Università degli Studi di Perugia


Contenuto principale

1906-1975: The first years as the "Collezione IMAT"


The Collection, initially denominated "Collezione dei Lieviti Vinari dell’Istituto di Microbiologia Agraria e Tecnica" (acronym IMAT) was founded at the beginning of the past century when the Italian Schools of Agriculture decided to include Microbiology, a subject still in its infancy, in their curricula. Interestingly, this was several decades before the School of Medicine introduced Medical Microbiology as a subject separate from General Pathology (at the end of World War II) or that of Biological Sciences, which waited until 1960.

In 1906 the "Scuola Superiore di Agricoltura" of Perugia summoned Prof. Gino de' Rossi, a young teacher of Hygiene at the Medical School of the University of Pisa, to take the first chair of "Microbiologia Agraria e Tecnica". He immediately abandoned the study of pathogenic bacteria for microorganisms of agro-industrial interest. Gino de' Rossi can be attributed with the first yeast accession into the collection: a strain of Saccharomyces cerevisiae isolated in 1912 from fermenting grape must.

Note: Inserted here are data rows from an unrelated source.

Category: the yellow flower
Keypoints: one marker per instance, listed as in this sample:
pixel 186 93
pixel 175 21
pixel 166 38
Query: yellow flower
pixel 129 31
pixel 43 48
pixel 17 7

The IMAT Collection underwent significant development and expansion from the beginning of the 1930's. The main reason for this was the need of conservational support for the extensive yeast ecology surveys initiated by Prof. De' Rossi and continued by his successor Prof. Tommaso Castelli, together with his collaborators (Augusto Capriotti, Corrado Cantarelli, Alessandro Martini and others) which would extend over a period of more than 40 years. As it is the case for many working collections, IMAT was born almost spontaneously with the primary task of conserving the innumerable cultures isolated and classified between 1933 and 1971. These came from several thousand samples of fermenting grape must, soil, air and water, compost and manure, human and animal organs, foods, alcoholic beverages, ensiled grains, wild fruits, insects, caverns, flowers and honey, among other sources.

From the years 1950 to about 1970 the Collezione IMAT survived thanks to a small contribution of the Italian National Council for Research (CNR), which wisely and with commendable continuity granted funds every year with the promise of eventually considering the possibility of forming a national collection of microbial cultures. Cultures were conserved on malt agar slants at room temperature with a renewal frequency of 3 to 4 months. The first and second editions of the official catalogue of the Collezione IMAT were published in 1955 (with 1,200 strains) and 1965 (with 2,100).